SCOTS adventurer Mark Beaumont has revealed the specially-designed ice boat for his North Pole trip is too small.
Beaumont, 28, set off last Friday on a 450-mile row to the North Pole.
He disembarked with five others, including trip leader and veteran adventurer Jock Wishart, from Resolute Bay in the Canadian Arctic on Friday.
They aim to be the first to row to the magnetic North Pole – a journey that has only been made possible in the past ten years due to the melting of the polar ice caps.
But Beaumont, who set the world record for cycling round the world in2008, has revealed that the boat that the six of them will use had been designed for transport rather than comfort.
He said: “A triple skull boat for rowing the Atlantic or the Indian Ocean would normally be a good bit bigger than this.
“Ours is really small because the only way to bring it up to the Arctic was in a plane and it had to fit in the hold.
“It’s going to be incredibly cramped. I’m 6ft 3in – I wish I was a wee bit shorter.”
Wishart, who has trekked to the North Pole twice, said the boat – described as the world’s first ice boat – had been designed to take account of a number of practicalities.
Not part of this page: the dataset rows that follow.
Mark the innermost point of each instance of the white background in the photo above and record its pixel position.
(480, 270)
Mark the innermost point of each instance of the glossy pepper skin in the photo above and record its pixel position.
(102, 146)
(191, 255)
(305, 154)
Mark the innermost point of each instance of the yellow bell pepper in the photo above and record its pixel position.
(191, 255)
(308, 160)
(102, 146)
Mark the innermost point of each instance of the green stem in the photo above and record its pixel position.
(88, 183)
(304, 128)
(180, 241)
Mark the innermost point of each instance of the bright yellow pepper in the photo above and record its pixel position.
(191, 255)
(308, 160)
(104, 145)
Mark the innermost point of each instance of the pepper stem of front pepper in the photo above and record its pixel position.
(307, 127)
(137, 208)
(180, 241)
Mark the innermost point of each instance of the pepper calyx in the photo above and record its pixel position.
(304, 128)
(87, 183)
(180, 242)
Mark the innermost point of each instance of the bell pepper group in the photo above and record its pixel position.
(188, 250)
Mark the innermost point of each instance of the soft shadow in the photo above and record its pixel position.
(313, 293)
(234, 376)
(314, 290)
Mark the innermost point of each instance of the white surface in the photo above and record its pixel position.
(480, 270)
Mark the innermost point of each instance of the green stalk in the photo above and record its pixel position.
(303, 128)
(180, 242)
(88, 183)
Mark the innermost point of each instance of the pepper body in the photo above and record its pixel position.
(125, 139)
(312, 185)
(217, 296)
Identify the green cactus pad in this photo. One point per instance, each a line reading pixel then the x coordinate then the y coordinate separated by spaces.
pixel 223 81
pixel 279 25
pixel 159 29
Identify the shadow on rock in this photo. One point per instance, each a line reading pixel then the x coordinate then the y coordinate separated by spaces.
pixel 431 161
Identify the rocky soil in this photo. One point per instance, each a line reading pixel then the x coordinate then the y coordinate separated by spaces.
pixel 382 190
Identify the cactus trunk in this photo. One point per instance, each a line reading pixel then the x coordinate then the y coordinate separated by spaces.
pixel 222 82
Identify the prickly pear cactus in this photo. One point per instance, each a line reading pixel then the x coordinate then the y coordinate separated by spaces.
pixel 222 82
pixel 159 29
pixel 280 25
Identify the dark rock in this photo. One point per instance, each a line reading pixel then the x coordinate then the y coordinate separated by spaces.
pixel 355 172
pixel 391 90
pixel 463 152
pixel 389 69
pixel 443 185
He said: “Flying it up here determined the size of it. We had to have something that was very tough as well as having the capacity to take us and our supplies and also have the speed necessary to get us across the bits of water where we will run into very strong winds.
“I also made the decision that we needed to get the boat up on to the ice and so the underside was made to be like a sledge so that it could be dragged over the ice if needed. It’s unique.”
The Row to the Pole is expected to take about five weeks and will cross some of the world’s least known terrain.
The crew are expected to encounter polar bears and Beluga whales, as well as suffering from frostbite in sub-zero temperatures.
If they do not reach the North Pole by the first week in September the sea will freeze over again.